Paul’s scuffed along the cement floor when he stepped forward, the sound like a
hush
. “I can make brushing your teeth a lot faster in the morning if you don’t stop with the games.”

“It’s all a game. That’s the point.” He turned his head from side to side as if he could see through the blindfold to scan his surroundings. His head stopped with his covered gaze aimed a mere foot to the right of my face. “I never did a thing to the old dude. He presented an opportunity I took advantage of.”

I moved in close, put my ear a handful of inches from his ear. “I figured I’d have to save the rough stuff for getting you to talk about my daughter. But if you—”

“Lisa.”

“Who?”

“If you’re going to keep talking about her, you might as well call her by her name.”

Hot needles prickled up my neck and across my face. I had him cuffed to a pipe over his head, blindfolded, and under threat of physical harm if he didn’t cooperate, and somehow he had wrested control of the conversation. My hand took on a mind of its own and smacked Bobby’s cheek, leaving behind a red mark.

Bobby smiled. “That tickled.”

I slapped him harder on the same cheek.

“There. That’s a little better.”

“How much of your story is bullshit, Bobby? Everything? You say you didn’t do anything to Hal? Did you really find my daughter? Do you really expect me to believe you know her name?”

“You should be worried about your old guy friend.”

“Stop. You don’t have control here. Start talking straight or get used as a heavy bag for me and Paul here to work out some frustration.”

“You’re all talk, Rid. You’ve always been a soft touch. Always let yourself get wrapped up in your emotions life a fucking woman.”

I stepped back. Enough. I turned to Paul.

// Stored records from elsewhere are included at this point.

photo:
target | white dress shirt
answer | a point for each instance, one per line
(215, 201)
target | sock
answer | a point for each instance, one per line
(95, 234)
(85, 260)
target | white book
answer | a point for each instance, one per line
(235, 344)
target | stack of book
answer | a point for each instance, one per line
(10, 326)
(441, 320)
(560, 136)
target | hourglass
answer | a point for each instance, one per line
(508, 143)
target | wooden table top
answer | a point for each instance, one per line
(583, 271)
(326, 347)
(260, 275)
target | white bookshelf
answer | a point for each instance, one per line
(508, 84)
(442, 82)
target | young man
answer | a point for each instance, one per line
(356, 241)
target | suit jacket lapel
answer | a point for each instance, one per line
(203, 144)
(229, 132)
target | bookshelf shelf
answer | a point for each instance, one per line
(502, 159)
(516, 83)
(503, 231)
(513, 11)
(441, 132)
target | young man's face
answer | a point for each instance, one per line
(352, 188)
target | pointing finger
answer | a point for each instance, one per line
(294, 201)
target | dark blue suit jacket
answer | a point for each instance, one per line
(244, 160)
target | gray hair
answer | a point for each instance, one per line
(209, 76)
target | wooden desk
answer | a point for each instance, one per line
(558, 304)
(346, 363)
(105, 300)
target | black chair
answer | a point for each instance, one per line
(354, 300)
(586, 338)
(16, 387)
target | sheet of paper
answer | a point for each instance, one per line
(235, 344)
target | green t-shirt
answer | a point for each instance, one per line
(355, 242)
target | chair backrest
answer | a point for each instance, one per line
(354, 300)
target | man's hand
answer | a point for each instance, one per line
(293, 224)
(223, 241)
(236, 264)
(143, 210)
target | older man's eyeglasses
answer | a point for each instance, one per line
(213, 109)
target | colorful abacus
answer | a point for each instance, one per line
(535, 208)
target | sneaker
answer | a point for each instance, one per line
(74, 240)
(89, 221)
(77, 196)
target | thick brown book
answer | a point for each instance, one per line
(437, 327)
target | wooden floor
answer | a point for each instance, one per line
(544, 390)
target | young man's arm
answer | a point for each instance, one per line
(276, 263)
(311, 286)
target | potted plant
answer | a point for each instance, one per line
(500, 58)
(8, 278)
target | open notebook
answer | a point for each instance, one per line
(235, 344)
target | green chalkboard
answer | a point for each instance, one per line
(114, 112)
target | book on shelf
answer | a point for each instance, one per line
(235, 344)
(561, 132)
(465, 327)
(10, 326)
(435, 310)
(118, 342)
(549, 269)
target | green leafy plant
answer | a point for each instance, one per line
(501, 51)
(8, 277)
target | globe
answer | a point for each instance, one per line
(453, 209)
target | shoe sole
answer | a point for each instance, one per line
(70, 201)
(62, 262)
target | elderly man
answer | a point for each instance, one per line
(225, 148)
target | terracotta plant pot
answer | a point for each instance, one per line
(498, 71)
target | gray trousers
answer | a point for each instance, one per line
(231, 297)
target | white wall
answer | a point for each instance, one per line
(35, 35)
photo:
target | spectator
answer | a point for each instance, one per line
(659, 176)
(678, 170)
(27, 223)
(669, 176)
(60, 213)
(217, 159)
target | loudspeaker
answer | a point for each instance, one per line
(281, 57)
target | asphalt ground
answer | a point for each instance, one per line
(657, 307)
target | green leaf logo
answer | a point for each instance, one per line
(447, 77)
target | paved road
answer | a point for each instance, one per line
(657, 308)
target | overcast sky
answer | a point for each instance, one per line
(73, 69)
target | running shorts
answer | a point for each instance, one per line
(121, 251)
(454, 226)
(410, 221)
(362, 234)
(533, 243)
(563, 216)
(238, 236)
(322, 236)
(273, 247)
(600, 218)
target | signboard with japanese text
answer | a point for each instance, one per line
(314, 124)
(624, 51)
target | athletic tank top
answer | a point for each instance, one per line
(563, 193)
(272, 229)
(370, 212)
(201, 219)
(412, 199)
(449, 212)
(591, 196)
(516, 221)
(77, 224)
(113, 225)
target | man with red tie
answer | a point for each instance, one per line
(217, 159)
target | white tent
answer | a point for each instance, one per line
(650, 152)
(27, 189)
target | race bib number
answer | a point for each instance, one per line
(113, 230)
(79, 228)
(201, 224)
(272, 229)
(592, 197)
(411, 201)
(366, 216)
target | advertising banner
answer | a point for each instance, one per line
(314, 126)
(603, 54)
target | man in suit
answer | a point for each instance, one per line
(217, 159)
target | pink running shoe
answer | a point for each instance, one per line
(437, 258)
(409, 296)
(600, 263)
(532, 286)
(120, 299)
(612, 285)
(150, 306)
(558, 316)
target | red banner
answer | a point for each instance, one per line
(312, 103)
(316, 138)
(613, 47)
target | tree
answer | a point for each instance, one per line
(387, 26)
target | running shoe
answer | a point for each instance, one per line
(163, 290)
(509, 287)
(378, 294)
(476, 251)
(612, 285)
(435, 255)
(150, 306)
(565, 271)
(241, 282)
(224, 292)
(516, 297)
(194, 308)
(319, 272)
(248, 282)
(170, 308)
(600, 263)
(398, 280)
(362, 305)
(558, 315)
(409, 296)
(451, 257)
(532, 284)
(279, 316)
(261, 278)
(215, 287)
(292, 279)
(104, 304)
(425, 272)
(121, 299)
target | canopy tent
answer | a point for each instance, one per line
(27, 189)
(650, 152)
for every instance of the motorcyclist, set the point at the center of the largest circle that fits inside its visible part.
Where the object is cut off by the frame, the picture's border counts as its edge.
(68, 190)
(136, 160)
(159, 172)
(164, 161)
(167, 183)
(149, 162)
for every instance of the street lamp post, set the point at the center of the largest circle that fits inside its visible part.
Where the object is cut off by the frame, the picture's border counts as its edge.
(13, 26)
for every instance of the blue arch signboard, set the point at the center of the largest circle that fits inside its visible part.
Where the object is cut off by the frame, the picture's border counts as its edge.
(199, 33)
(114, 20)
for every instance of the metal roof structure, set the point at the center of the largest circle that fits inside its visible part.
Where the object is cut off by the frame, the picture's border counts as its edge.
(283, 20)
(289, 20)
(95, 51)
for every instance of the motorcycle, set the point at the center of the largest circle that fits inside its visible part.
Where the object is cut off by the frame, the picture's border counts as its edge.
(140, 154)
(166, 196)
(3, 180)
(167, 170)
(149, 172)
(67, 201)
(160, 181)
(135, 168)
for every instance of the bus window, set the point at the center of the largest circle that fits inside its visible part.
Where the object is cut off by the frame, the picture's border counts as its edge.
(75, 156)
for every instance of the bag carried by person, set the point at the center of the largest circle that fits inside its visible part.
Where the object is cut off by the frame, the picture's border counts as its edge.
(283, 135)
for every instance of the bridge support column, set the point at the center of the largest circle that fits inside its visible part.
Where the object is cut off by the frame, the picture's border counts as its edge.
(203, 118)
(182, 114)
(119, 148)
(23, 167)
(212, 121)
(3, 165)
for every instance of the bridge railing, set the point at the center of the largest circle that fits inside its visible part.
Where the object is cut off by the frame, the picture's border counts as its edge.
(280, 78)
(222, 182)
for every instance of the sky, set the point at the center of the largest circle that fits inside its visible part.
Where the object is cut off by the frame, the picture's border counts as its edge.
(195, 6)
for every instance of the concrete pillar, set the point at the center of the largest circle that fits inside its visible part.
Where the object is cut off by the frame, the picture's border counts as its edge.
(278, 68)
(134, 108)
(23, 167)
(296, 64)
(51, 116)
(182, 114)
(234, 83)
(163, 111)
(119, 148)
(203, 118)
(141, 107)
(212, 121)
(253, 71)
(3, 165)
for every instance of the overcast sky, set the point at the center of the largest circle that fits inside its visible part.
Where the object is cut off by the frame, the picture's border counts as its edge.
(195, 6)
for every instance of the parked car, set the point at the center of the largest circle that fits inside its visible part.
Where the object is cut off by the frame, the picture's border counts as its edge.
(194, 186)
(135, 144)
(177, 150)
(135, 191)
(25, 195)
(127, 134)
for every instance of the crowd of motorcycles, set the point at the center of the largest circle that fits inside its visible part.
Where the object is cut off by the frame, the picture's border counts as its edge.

It was all the invitation he needed. He stepped forward and went to work on Bobby’s kidneys, throwing low hooks, lefts and rights, back and forth. Bobby laughed at the abuse at first. But Paul kept at it until the laughs turned to hollow grunts and eventually drew tears.

Paul backed off.

Bobby swung a moment like a wind chime in a soft breeze. When he stilled, he said, “Wow. That was pretty good.” He tried to make it sound light, but I could hear the pinch in his voice

The cellar grew filled with the smell of sweat and anger. I buzzed like a recluse required to give a speech in front of millions—totally out of my element and certain I’d fail. But I couldn’t fail. I had to end this, whether he was telling the truth or not. “Start with Hal,” I said.

“He’s in the hospital. Had a heart attack. Jeeze, Rid, this is easy stuff to find out. Did you even bother checking?”

I hadn’t, because Bobby had driven me to conclusions with his hints and taunts—the medallion, the note planted in Hal’s house. Just enough to draw my scent off the true path—a prime example of the proverbial red herring.

“Why should we believe you?” Paul asked.

“Because, King Kong, it’s really easy to check. Call Rosemoor Hospital. He’s out of ICU now, so you should be able to talk to him.”

It drove me bats that he could know all of this, that his investigative skills had trumped mine four times over. It was small comfort to have managed to trap him like we had. He still knew more than I did.

“So you faked the whole thing with Hal,” I said. “Are you faking this stuff about my daughter?”

“Please call her Lisa. ‘My daughter’ this and ‘my daughter’ that is more of a mouthful than any straight man likes to have.”